Background:
The amino acid residues, in protein, undergo post-translation modification
(PTM) during protein synthesis, a process of chemical and physical change in an amino acid that in turn
alters behavioral properties of proteins. Tyrosine sulfation is a ubiquitous posttranslational modification
which is known to be associated with regulation of various biological functions and pathological processes.

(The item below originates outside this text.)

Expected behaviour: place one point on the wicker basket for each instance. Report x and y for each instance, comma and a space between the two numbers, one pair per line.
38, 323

Thus its identification is necessary to understand its mechanism. Experimental determination through
site-directed mutagenesis and high throughput mass spectrometry is a costly and time taking process,
thus, the reliable computational model is required for identification of sulfotyrosine sites.
Methodology:
In this paper, we present a computational model for the prediction of the sulfotyrosine
sites named iSulfoTyr-PseAAC in which feature vectors are constructed using statistical moments of
protein amino acid sequences and various position/composition relative features. These features are
incorporated into PseAAC. The model is validated by jackknife, cross-validation, self-consistency and
independent testing.
Results:
Accuracy determined through validation was 93.93% for jackknife test, 95.16% for crossvalidation,
94.3% for self-consistency and 94.3% for independent testing.
Conclusion:
The proposed model has better performance as compared to the existing predictors, however,
the accuracy can be improved further, in future, due to increasing number of sulfotyrosine sites in proteins.